Levantó la vista para mirar a su padre y en seguida volvió a bajar la mirada, turbada y humillada por presentarse ante él en ese estado.

—Entonces, ¿qué? —insistió él—. ¿Cómo voy a ayudarte si no me dices lo que ha ocurrido?

La joven tragó saliva, sintiéndose culpable y conmocionada a la vez. No sabía por dónde empezar.

Pelletier le cogió las manos entre las suyas.

—Estás temblando, Alaïs.

Ella podía distinguir la preocupación y el afecto en la voz de su padre, así como el esfuerzo que estaba haciendo para controlar el miedo.

—¡Y mírate la ropa! —prosiguió el senescal, levantando entre los dedos el borde de su vestido—. Mojada. Cubierta de barro.

Alaïs notaba su cansancio, su honda inquietud.

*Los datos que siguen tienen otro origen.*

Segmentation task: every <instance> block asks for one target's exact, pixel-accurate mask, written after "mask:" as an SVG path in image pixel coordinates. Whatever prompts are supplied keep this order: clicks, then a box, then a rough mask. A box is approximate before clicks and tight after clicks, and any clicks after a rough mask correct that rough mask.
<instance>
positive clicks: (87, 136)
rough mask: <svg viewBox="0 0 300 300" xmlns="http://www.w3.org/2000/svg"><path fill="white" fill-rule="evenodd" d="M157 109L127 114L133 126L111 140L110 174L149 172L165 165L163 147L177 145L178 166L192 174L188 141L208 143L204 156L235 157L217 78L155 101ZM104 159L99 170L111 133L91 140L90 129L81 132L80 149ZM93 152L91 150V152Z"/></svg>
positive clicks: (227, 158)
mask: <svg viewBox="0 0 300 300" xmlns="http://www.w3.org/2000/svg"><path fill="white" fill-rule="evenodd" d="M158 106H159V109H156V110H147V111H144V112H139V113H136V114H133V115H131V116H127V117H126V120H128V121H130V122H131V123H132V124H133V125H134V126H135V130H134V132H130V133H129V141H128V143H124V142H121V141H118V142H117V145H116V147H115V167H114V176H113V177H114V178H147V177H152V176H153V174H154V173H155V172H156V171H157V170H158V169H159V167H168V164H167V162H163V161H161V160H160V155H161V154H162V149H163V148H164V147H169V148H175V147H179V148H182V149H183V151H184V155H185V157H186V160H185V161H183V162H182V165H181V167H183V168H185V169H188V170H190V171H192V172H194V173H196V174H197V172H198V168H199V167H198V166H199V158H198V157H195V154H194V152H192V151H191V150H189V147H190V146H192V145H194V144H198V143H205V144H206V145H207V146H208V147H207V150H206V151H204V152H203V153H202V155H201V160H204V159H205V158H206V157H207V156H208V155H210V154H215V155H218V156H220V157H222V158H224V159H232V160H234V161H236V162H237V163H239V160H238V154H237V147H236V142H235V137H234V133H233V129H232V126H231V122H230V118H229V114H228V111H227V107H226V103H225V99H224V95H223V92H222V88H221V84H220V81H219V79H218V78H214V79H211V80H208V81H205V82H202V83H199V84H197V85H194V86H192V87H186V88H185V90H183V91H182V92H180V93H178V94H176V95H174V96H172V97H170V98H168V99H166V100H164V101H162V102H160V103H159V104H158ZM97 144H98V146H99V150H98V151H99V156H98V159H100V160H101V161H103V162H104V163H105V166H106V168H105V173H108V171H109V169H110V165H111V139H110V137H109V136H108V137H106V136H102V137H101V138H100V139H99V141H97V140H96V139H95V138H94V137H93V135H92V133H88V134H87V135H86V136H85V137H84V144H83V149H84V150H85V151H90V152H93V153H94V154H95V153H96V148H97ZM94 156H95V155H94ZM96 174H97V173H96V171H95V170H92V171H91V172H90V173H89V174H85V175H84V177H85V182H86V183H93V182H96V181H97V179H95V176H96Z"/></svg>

Por mucho que intentara disimularlo, su padre aún no daba crédito a su colapso nervioso. Las arrugas de su frente eran surcos profundos. ¿Cómo no había reparado antes en los cabellos grises que ahora tenía en las sienes?

—Hasta ahora nunca he visto que te quedaras sin palabras —le dijo él, intentando sacarla de su silencio—. Tienes que contarme lo ocurrido.

Su expresión estaba tan llena de amor y confianza que le llegó al corazón.

—Temo vuestro enfado, paire. En realidad, tenéis todo el derecho a enfadaros.

El senescal endureció la expresión, pero mantuvo la sonrisa.

—Te prometo que no te regañaré, Alaïs. Ahora, ánimo. Habla.

—¿Ni aunque os diga que he ido al río?

Su padre dudó por un momento, pero su voz no vaciló.

—Ni aun así.

«Cuanto antes se lo diga, antes acabaremos con esto». Alaïs entrelazó las manos sobre el regazo.

—Esta mañana, poco antes del amanecer, bajé al río, a un lugar donde suelo ir a recoger hierbas.

—¿Sola?

—Sí, sola —replicó ella, mirándolo a los ojos—. Ya sé que os di mi palabra, paire, y os pido perdón por mi desobediencia.

—¿Andando?

Ella asintió con la cabeza, y aguardó hasta que él le hizo un gesto para que continuara.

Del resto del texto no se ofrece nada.